5. The intelligent diagnosis method for the fault of the aircraft based on the neural network according to claim 4, wherein the expression of the Sigmoid layer is:wherein x is _i For the ith input of the Sigmoid layer, sigmoid is an S-type activation function,/>Is the ith output of the Sigmoid layer.

6. The intelligent diagnosis method for the fault of the aircraft based on the neural network according to claim 1, wherein the classifier in S4 comprises: the device comprises a first classifying unit, a second classifying unit, a third classifying unit and a classified output unit;

the first classification unit is used for processing acceleration characteristics corresponding to the x-axis acceleration to obtain a first classification value; the second classification unit is used for processing acceleration characteristics corresponding to the y-axis acceleration to obtain a second classification value; the third classification unit is used for processing acceleration characteristics corresponding to the z-axis acceleration to obtain a third classification value; the classification output unit is used for obtaining the fault type of the aircraft according to the first classification value, the second classification value and the third classification value.

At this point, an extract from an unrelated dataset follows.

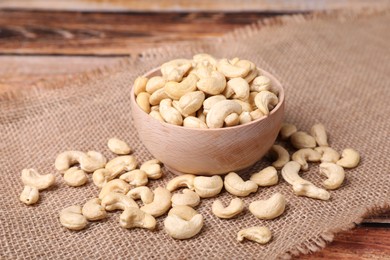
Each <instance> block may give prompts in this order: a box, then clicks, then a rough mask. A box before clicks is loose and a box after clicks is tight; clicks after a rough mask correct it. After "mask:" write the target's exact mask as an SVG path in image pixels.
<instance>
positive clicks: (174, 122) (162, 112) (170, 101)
mask: <svg viewBox="0 0 390 260" xmlns="http://www.w3.org/2000/svg"><path fill="white" fill-rule="evenodd" d="M160 114H161V116H162V118H163V119H164V121H165V122H167V123H169V124H173V125H182V124H183V117H182V116H181V114H180V112H179V111H177V109H175V108H174V107H172V100H170V99H168V98H167V99H163V100H161V102H160Z"/></svg>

7. The intelligent diagnosis method for the fault of the aircraft based on the neural network according to claim 6, wherein expressions of the first classification unit, the second classification unit and the third classification unit are:

wherein y is a classification value output by the first classification unit, the second classification unit or the third classification unit, exp is an exponential function based on a natural constant, h _j The j-th acceleration characteristic, w, of the first classification unit, the second classification unit or the third classification unit _j Weight of the j-th acceleration feature, b _j For the bias of the jth acceleration feature, N is the number of acceleration features and ln is a logarithmic function.

8. The neural network-based intelligent diagnosis method for an aircraft fault according to claim 6, wherein the expression of the classification output unit is:

Y＝sigmoid(W ₁ y ₁ +W ₂ y ₂ +W ₃ y ₃ )

wherein Y is the output of the classified output unit, sigmoid is the S-type activation function, Y ₁ For the first classification value, y ₂ For a second classification value, y ₃ For the third classification value, W ₁ For the first classification value y ₁ Weight of the second classification value y ₂ Weight, W of (2) ₃ For the third classification value y ₃ Is a weight of (2).